Following the collapse of Lehman Brothers in 2008, foreign banks froze credit lines in Russia, leaving some big companies scrambling for financing. Now the Kremlin is trying to make sure that history never repeats itself. “There was surprise and shock when Western banks decided to go from lending money to anyone to refusing to roll over loans from one month to the next,” says Liam Halligan, chief economist at Prosperity Capital Management, an investment fund in Moscow. Government officials “decided they needed to find long-term financing solutions.”
Russian authorities are building up the investment banking arms of state-run Sberbank (SBER:RU) and VTB Group (VTBR:RU), ranked the country’s biggest and second-biggest lenders. They have blessed or orchestrated a string of mergers and acquisitions, including Sberbank’s $1 billion takeover of brokerage Troika Dialog, to be completed in February. VTB last year bought Bank of Moscow and TransCreditBank. The deals give state-owned banks more than 60 percent of the domestic market for underwriting corporate bonds, up from 34 percent in 2010, according to data compiled by Bloomberg.
The Kremlin’s push to create national champions in banking could not be better timed. A number of foreign lenders with retail operations in Russia are retrenching because they face challenges in their home markets. At least six European banks quit the country last year, and those that have remained, such as Italy’s UniCredit (UCG:IM) and France’s Société Générale (GLE:FP), are dialing back on expansion.

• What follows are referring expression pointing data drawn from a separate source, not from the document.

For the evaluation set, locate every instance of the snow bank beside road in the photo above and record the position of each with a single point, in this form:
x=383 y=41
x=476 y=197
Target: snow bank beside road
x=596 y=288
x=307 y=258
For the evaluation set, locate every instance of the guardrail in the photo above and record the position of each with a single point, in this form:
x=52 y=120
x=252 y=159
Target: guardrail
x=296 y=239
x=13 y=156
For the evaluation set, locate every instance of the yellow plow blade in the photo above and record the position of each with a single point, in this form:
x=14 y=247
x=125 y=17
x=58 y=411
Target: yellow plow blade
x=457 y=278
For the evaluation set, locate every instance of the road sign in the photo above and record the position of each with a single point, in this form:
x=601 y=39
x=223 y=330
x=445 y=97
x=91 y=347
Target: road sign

Now the competition is shifting from retail to investment banking, where $1 billion a year in fees is at stake. “The Kremlin has driven out some of the biggest Western retail banks and now has two tanks on the investment banking lawn,” says Eric Kraus, an independent asset manager in Moscow who previously worked at Otkritie Financial, a brokerage partly owned by VTB.
Five years ago, Deutsche Bank (DB) ranked No. 1 in combined Russian equity and debt sales; by 2010 it had slipped to No. 8. The German bank is losing ground to local rivals in other ways. VTB’s investment banking unit, VTB Capital, has hired away 100 of its bankers in the three years it has been in operation. Igor Lojevsky, Deutsche Bank’s Russia chief, says “there will still be a place for us where you need quality.”
The government-run banks are gaining market share by keeping fees low, says Kraus, the asset manager: “They don’t have to make money on every deal.” That suits local companies fine. “We like to get the lowest rates possible for financing, so it’s better for Russian issuers that Sberbank and Russian banks become more sophisticated,” says Joshua Tulgan, director of corporate finance for Mobile TeleSystems (MBT), the No. 1 wireless operator. The company has had a 100 billion ruble ($3.15 billion) credit line with Sberbank since 2010 and expects to be offered a broader array of services following the Troika integration.
Three foreign bankers in Moscow, who asked not to be identified to avoid jeopardizing their firms, say the only way they can win business these days is by teaming up with VTB Capital on deals. “The international banks were cherry-picking the larger deals with higher margins,” says Todd Berman, whom Troika Dialog hired away from Bank of America (BAC) last year to co-head investment banking. “They won’t be able to do that going forward.”